Ten percent is still a very small number and getting there would be an uphill battle as the quality and safety of domestic products will no doubt increase over the next few years thanks to increased government pressure and regulation. As quality improves, there will be no need for Chinese consumers to look abroad.

In many ways, cross-border ecommerce in China can be seen as a desperate move to cope with the fact that the domestic market is reaching saturation.
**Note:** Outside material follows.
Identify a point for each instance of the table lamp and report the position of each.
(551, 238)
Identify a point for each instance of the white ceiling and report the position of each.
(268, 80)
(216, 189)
And despite all the hype, it is still a very small business compared to the Chinese domestic ecommerce market.

Lucky for them, JD.com has been doubling down on winning the food category. Last August, it bought a 10% stake in Yonghui, a rival that specializes in fresh food. From the Yihaodian acquisition, the company stands to gain credibility of a global brand in its efforts to be seen as a more trusted food retailer in the rightfully suspicious Chinese food ecommerce landscape.

Businesses are realizing that China is a Venus Flytrap – plenty of allure but crushing once inside.

This is just the beginning as global players are increasingly realizing that China is a Venus Flytrap – plenty of allure but crushed once inside. They instead start to look longingly south towards the real blue ocean- Southeast Asia. Expect China’s B2C ecommerce bloodbath to get a lot murkier as global and smaller ecommerce players learn the Amazon and Yihaodian China lesson the hard way.